1) Who is an online journalist?
Journalists are people who gather information that is relevant to the public and communicate this over various media. An online journalist would collect, write or edit news-reports, articles, features, interviews, opinion pieces, photographs or even podcasts and videos on news and events on an online platform.
2) Which laws would apply to online journalists?
If you are located and work from India, all the laws applicable to citizens of India will also apply to you. These include the Constitution of India, Press Laws and Acts, provisions of the Indian Penal Code and the Criminal Procedures Code, Broadcasting regulations etc. The Press Council of India has a comprehensive list of acts applicable for journalists.
Besides, the amended Information Technology Act, 2000, governs all electronic communication. So, if a print, television, radio or mobile media journalist transmitted any information electronically, the provisions of the IT Act would also be applicable.
3) What is the legal status of an article in a newspaper that is also used online by the same media house?

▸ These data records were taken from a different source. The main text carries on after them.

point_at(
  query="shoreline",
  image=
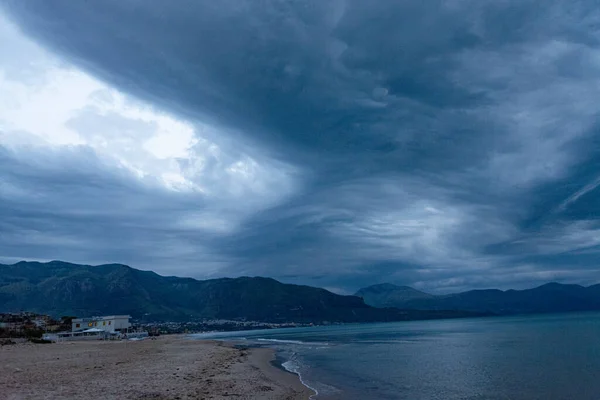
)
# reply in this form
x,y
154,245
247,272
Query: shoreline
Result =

Print media content is governed by a number of laws, including the Constitution of India’s provisions on freedom of expression and privacy, other specific laws on registration of publications, provisions in the Indian Penal Code, etc. An online article will attract different provision of the Information Technology Act, along with all the other laws.
4) If I am a print journalist and my report appears online in my media company’s website, will the Information Technology Act apply to me?
Yes, it will.
5) What is the legal status of online news media in India? Is there a registration process for news websites in India?
Unlike print publications, online news sites or portals do not have to be registered in India. All you need is a domain name registration.
6) Does a news-website come under the existing press laws of the land?
Only some press laws will apply to a news website in India. Online media does not come under the purview of the Press Council of India, the Working Journalists Act, The Press and Registration of Books Act, 1867, The Young Persons (Harmful Publications) Act, 1956 and the Delivery of Books and Newspapers (Public Libraries) Act, 1954.However, since the amended Information Technology Act, 2000, governs all electronic communication, a news website will come under its purview.
7) Who is legally responsible for a report on a news-website – the reporter or the web editor?
Reporters and web editors are legally responsible for content on a site. Under the amended IT Act, 2000, all responsibility for ensuring that no ‘objectionable’ content is uploaded online and for taking down content will vest with the intermediary.
8) What happens if a Facebook post by a journalist or blogger invites an ‘abuse’ report?
Facebook relies on its user community to determine if the content is offensive or not. Every wall post, photo, note etc. has a report abuse link embedded in it. Unlike Twitter, Facebook maintains no record of censorship.
9) If you re-tweet a message on Twitter or use Storify as part of a story you file and it is subsequently deemed objectionable, who is responsible?
The intermediary hosting your site, your editor, reporter will be held responsible.
10) Is it ethical for journalists to use content that is on social media networks like Facebook and Twitter for their stories?
Content on social media networks is usually public, unless users activate privacy settings to restrict viewers. So journalists can use content from social media networks but it is a good idea to be ethical in using material that can compromise privacy.